İşaret ettiği kız hemen yanıma gelmiş ve iki eli ile sol elimi tuttumuştu. "Abla, izin ver açıklayalım, olur mu? Gerçekten amacımız seni uyandırmak değildi." Yüzünde mahcup olmuş gibi bir ifade vardı. "Ama bu salak tüm okulu başımıza topladı." Diyerek yerdeki kıza vuruyormuş gibi yaptı.

Tek elim ile onu hafifçe itip biraz uzaklaşmasını sağladım ve yere eğilip ağlayan kızın elini tuttuğum gibi hızlıca ayağa kaldırdım. "Seni dövmelerine neden izin veriyorsun?" Ellerini önüne bağlamış ve kafasını olabildiğince eğip sessizce ağlıyordu.

"Yu-na abla, normalde zerre karışmazdın bu tarz olaylara. Hayırdır?" Diyerek aklınca üzerime doğru yürüdü sıçan. "Ama bugün karışasım tuttu. Asıl sana hayırdır?" Diyerek bende onun üzerine yürüdüm. Kaşlarını olabildiğince çatarak gözlerini kıstı. "Tehlikeli sularda yüzüyorsun, dikkat et abla." Son kelimeyi dişlerinin arasından söyleyerek omzuma çarpıp gitti. Onun gittiğini gören herkes teker teker dağılmaya başladı.

Koridorda sadece o kız ile ben kaldım. Ellerim ile çenesini baskı uygulamadan kaldırıp göz göze gelmemizi sağladım. "Neden seni zorbalamalarına izin veriyorsun? Neden sesini çıkarmıyorsun?" Her ne kadar gözlerini kaçırmaya çalışsa da buna izin vermedim. "Hey konuşsana." Artık sabrım taşmaya başlamıştı.

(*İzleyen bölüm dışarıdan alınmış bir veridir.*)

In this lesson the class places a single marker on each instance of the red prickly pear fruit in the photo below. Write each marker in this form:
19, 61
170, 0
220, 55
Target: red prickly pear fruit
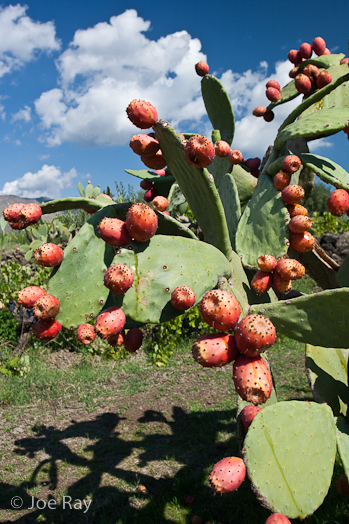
281, 180
227, 475
46, 307
199, 151
114, 232
292, 194
220, 309
261, 282
29, 295
277, 518
323, 79
46, 330
182, 298
141, 222
290, 269
118, 278
318, 46
235, 157
215, 350
272, 94
291, 163
305, 50
248, 413
201, 68
86, 333
142, 114
160, 203
302, 84
49, 255
252, 379
296, 210
267, 263
300, 223
221, 148
133, 340
110, 322
254, 334
338, 202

"Ben, çok özür dilerim." Dedi güç bela. Kekeliyordu. Vücudu tir tir titriyordu. "Neden özür diliyorsun? Yanlış bir şey mi yaptın?" Hızlıca kafasını sağa ve sola salladı. Sağ elim ile omzunu tutup güven verircesine pat pat yaptım. Korktuğu çok belli oluyordu.